How Computer Screens Affect My Seizures
In the nearly 60 years that I've had epilepsy, I've been able to identify a lot of triggers. But besides the usual – i.e., being negligent in taking my medicine, stress, little sleep, dehydration – a review of the last 20 years of my seizure journal shows that nearly 65 percent of my seizures occur either at the computer or when I've been working on it for a long time.
Can too much screen time cause seizures?
I'm a writer and TV producer. I need my computer. So it's been a quest of mine to figure out why this happens to me.
Is it because I’ve got a twinge of photosensitivity that otherwise doesn't bother me seeing flashing lights on TV, theater, or concerts? Is it the pixel count of the display monitors? The lighting in my office?
Maybe it's the stress I'm working under to get make my project deadlines? Or could it be that my cognitive abilities just don't feel as good working with a computer as the ol' days when I did everything by pen and paper?
I'll say that in my case, it's probably the choice: all of the above.
I found a good term for this: "electronic stress." An article I read from the Hindu Times about computer screens being seizure triggers aptly named it as such.1
Humans weren't made to stare at screens all day long, nor were they intended to focus their eyes on tiny cell phone screen for reading epic-length texts and working on the computer for hours on end. It's no wonder this is causing folks things like eyestrain or headaches.
How I've adjusted my computer set-up
I read a blog post that gave me some tips I've been using for my computer setup: using a flat-paneled LCD screen and avoiding an older CRT monitors (because they flicker) for starters. Also making sure it is the highest resolution possible and a relatively large display (25–27 inches or so). I'm also trying to avoid eyestrain caused by a monitor that's too bright, and when working at night, using a floor lamp rather than a desk lamp.2
I also try to position my monitor below eye level because I've found that looking downward and at the middle of the screen helps me avoid eyestrain. I have it about an arm's length away from me and tilt it backward about 10-20 degrees. This has been a helpful position for me to lessen the impact on my eyes.
It's also important to take breaks to avoid seizures
British law mandates employers to plan for workers to take breaks when they use display screens, so why shouldn’t you do that yourself? It’s better to have more short breaks often than it is to have long breaks less often.3
My personal neurologist told me that I should take a 5-minute break every 20 minutes, preferably not only looking at something other than my screen, but getting out of my seat to get a drink or flex muscles. I've heard similar things elsewhere.
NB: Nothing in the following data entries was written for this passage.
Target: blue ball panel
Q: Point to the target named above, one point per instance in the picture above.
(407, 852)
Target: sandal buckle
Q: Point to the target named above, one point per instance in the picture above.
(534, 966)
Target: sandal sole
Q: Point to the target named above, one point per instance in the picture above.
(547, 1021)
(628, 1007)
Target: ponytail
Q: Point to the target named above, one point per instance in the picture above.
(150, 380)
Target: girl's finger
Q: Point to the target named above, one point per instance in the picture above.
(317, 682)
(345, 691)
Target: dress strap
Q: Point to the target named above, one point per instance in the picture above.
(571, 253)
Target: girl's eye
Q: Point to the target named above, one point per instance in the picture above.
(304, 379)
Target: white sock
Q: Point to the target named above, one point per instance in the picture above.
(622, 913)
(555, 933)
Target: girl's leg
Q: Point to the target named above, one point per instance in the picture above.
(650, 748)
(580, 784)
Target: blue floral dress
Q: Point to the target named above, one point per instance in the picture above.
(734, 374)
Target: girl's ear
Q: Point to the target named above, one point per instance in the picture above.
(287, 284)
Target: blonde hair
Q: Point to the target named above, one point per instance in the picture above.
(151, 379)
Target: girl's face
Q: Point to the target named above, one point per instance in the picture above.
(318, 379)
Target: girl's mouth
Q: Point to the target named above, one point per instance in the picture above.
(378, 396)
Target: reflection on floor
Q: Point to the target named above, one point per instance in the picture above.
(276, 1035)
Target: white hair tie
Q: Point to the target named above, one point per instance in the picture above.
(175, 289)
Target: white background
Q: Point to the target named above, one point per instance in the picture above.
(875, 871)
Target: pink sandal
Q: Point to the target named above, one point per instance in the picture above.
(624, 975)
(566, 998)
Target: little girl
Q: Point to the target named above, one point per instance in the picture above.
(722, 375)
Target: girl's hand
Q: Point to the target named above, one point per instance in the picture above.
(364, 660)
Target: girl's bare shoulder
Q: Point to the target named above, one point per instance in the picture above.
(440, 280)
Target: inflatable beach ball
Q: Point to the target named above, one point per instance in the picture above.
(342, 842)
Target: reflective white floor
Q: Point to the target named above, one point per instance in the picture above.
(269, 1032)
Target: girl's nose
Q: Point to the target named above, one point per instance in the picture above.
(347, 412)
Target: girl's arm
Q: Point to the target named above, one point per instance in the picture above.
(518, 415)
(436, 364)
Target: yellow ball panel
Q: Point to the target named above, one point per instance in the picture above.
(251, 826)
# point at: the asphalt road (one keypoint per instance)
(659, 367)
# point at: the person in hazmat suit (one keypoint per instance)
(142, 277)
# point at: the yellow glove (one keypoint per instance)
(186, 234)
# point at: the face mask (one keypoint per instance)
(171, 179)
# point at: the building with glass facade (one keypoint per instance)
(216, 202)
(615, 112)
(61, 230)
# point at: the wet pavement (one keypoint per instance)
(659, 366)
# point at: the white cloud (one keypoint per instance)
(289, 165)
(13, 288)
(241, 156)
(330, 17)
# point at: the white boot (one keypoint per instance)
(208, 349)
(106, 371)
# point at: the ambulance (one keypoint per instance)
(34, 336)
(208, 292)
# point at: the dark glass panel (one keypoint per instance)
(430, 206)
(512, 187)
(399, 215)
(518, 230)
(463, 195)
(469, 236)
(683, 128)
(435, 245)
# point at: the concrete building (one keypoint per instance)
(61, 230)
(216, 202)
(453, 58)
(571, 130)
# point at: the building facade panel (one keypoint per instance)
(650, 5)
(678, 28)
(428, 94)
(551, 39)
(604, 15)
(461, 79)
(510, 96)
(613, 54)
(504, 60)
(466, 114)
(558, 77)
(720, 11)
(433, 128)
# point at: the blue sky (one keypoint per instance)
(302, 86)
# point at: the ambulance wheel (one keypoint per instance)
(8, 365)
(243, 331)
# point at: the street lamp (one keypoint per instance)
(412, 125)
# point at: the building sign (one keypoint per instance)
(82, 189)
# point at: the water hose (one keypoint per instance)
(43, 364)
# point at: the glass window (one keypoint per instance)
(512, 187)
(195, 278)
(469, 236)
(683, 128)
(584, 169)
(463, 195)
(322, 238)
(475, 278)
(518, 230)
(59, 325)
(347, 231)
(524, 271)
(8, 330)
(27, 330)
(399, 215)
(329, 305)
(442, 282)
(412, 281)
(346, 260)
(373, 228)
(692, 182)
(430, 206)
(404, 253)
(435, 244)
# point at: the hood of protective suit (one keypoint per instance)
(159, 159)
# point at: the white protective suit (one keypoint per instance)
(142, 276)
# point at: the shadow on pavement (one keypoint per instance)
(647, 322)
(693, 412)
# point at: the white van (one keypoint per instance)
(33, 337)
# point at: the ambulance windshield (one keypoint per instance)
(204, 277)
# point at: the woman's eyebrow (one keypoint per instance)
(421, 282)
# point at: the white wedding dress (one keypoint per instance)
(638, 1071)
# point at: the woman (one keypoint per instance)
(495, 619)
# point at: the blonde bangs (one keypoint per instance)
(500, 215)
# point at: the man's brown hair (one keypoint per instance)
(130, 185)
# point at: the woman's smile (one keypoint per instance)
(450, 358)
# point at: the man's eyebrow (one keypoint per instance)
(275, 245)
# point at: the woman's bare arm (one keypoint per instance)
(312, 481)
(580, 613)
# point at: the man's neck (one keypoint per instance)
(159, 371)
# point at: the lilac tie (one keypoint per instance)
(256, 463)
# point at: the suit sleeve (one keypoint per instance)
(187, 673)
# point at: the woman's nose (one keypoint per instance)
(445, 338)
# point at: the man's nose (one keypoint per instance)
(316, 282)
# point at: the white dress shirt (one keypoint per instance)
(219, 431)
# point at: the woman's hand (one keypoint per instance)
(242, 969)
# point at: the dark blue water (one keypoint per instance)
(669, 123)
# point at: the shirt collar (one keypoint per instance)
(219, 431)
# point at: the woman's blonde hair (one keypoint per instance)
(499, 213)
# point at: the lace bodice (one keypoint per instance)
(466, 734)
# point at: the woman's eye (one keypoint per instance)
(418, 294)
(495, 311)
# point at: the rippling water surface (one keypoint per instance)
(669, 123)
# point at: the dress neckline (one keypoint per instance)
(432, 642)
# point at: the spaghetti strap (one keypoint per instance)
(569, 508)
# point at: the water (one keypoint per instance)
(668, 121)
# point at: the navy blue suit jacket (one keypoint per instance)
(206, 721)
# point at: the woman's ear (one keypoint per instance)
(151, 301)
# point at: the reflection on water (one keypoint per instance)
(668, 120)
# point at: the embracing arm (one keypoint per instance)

Taking breaks is so easy for me to ignore. When I get a brainstorm and the creative juices are flowing, I feel that I just have to keep writing because I'm afraid that my inspiration won't be rekindled after getting a glass of water. So I used to push, push, push until maybe I'd been writing for 2 or 3 hours nonstop! Uh-uh! Baaadddd!
Cumulative screen time still affects my seizures
I started taking breaks, and the creativity usually returned. But in later years, seizures might hit after returning to the computer after a long dog walk along with a pleasant family supper.
A deeper self-analysis of my epilepsy journal seems that no matter how faithful I am about taking breaks throughout the day, it appears that I'm playing "Russian roulette" on giving myself a seizure if the total amount of time I've accumulated at the computer for the entire day exceeds 6.5 hours.
Or is stress (caused by technology) triggering my seizures?
And you might just be like me: My memory for details on how to be productive on a computer program is downright pitiful! Whenever my computer locks on me or I fear I've deleted a file, I want to pick it up and throw it out the window! (Words spoken by Oscar-nominee Kier Dullea in the sci-fi hit thriller 2001: A Space Odyssey ring in my head, as he repeats a vocal command to a computer, once aware that it's gone psycho and is about to kill him: "HAL, I said open the pod bay doors ... HAL, open the bay doors." And the computer continues to ignore his fateful command.)
I'm married to an IT systems architect who isn't sympathetic to my computer problems. My 13-year-old is a genius who does all her school work on a computer and calls me "caveman" when I still say, "I'll Xerox it." All the commands of our TV remote controls and automatic Google commands throughout our home are staggering. I'm afraid I'll accidently press something wrong.
After making a wisecrack about wondering if psychologists had a word for that, I was breathless to learn they do: technophobia. It's people who are fearful and easily aggravated by computers, cell phones, and other AI.4
Stress, screens, and seizures... Oh my
Hey, all stress can trigger seizures, and my seizure journal hints that I might be "technophobic," too. Best hope for me is to ask people for help, focus on just doing one task at a time, and to take your time learning new technology so that I become comfortable with it.
That being said, it's time for me to get off this infernal machine, walk my dog, and wish you well with your computers.